Depressions, anxiety, isolation from the world are known to be psychosocial factors that can increasingly put a black woman at risk for heart disease also. Prevention is key to taking back control of a woman's body. Women should have regular check-ups once a year from their primary doctors. More physical activity can make a woman healthier. Women can get involved with programs such as yoga, are bike riding. To prevent heart disease, women who smoke should quit smoking, increase their physical activity, and choose a healthier eating lifestyle by eating right and changing one's diet. The new diet should include high fiber, low sodium, low fat, and lean meat.
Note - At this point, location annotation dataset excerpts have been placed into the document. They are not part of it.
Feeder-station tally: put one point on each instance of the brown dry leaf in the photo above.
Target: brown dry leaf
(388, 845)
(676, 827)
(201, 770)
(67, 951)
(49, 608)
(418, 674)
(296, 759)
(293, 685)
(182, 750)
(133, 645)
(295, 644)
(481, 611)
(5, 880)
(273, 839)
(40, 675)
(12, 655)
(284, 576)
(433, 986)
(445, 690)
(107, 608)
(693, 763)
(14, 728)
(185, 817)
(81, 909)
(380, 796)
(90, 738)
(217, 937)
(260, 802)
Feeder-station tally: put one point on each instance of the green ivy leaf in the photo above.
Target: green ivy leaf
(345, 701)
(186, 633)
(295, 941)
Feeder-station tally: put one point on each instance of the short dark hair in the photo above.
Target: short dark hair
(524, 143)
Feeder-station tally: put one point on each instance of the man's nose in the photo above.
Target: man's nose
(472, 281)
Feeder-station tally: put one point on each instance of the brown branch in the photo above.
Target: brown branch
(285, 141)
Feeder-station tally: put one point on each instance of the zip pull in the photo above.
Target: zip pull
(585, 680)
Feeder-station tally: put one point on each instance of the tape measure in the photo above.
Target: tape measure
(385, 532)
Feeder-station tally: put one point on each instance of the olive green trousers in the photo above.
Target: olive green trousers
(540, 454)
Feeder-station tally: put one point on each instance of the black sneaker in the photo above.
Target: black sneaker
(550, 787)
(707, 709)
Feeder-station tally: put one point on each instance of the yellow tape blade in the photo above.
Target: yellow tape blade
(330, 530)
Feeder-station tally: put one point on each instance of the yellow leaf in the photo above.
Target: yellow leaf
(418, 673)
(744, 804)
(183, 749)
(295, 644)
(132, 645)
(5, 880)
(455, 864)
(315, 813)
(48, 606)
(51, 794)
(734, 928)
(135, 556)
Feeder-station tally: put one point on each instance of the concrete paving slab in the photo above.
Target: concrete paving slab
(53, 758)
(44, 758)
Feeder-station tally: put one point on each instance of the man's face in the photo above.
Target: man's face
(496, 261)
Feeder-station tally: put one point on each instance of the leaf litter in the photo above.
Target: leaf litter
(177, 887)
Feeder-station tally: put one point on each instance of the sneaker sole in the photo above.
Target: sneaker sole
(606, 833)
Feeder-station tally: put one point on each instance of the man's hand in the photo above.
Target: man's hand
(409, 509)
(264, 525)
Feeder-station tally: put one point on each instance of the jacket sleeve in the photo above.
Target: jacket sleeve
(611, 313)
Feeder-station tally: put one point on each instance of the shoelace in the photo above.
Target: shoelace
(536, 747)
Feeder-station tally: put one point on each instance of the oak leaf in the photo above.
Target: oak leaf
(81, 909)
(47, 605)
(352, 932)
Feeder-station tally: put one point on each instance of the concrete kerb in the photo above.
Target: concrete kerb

Starting this new diet will affect a woman's weight, blood pressure, and cholesterol. Woman must follow through with the dietary program that their primary physician put them on. Once they put on this new program, they must follow through with the program (Heart Attack Symptoms in Women, 2013). They must watch their weight, their cholesterol levels, and if one has diabetes, they have to watch their sugar intake as well. Black women with a history of heart conditions should exercise daily for about 60-90 minutes. Biking, swimming aerobics, walking are all great examples of moderate physical activity for a woman at the age of 60 and older.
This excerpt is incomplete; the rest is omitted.